Municipal elections in Finland are held every four years on the fourth Sunday of October. [Source] The next municipal election is scheduled to take place on 28 October 2012 and there have been efforts and campaigns aimed at increasing immigrants' participation in the election. One of such efforts is the iCount project by the Co-operation Network of Multicultural Organizations (Moniheli). Over the past couple of months, Moniheli and other organizations have disseminated information aimed at encouraging eligible immigrants to participate in the 2012 Municipal Election.
The media has also tried to urge immigrants to vote. Such efforts have raised prospects and hopes of Finland becoming an inclusive society.
But disturbing news of stickers with racist messages pasted on municipal election posters in Mikkeli, eastern Finland, has marred hopes that Finland is moving forward. According to Yle, the picture of a candidate with immigrant background was torn off and racist messages were posted on election posters. The reported racist vandalism cut across party lines.

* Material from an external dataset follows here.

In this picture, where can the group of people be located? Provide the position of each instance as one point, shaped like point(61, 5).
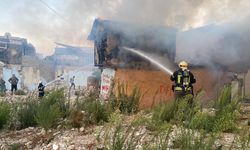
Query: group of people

A change in Finnish legislation in 1992 allowed foreigners who have lived in a municipality for an uninterrupted period of two years to vote in Municipal Elections. Immigrant-voter turnout in Finland is 20% compared to 60% in other Nordic countries. [Source] Many immigrants - the majority of whom have been pushed to the fringes of society and limited to menial jobs due to exclusion and lack of diversity in Finland's professional work life - don't vote in elections, in my opinion, because they believe they don't have a stake in Finnish society.
In the disgraced town of Mikkeli where racist vandalism of election posters occurred, 44,513 people are eligible to vote, among whom 683 are foreigners. [Source] According to the Ministry of Justice, a total of 4,307,881 people, out of whom 137,005 are foreigners are entitled to vote in Finland as a whole in the 2012 Municipal Election. [Source]
Racist vandalism of posters reveals that not everyone in Mikkeli welcomes the idea of immigrants participating in elections. Local branches of two political parties (Christian Democrats and the Greens) affected by the racist incident are reportedly planning to file a police reports.
Filing a police report in a blatant case of racist vandalism is a move in the right direction. But it will take more than police reports to combat the canker-worm of racism and xenophobia in Finland. What the country needs is more and more immigrants exercising their right to vote and getting involved in local government affairs and decision making. Eligible immigrants should defy the odds and go out and vote. History tells us that the right to vote is a fundamental right that has restored, at least to an extent, the dignity of disadvantaged and discriminated individuals or groups in many countries around the world.
More often than not, landmark changes - even in the most closed societies - come through the ballot box.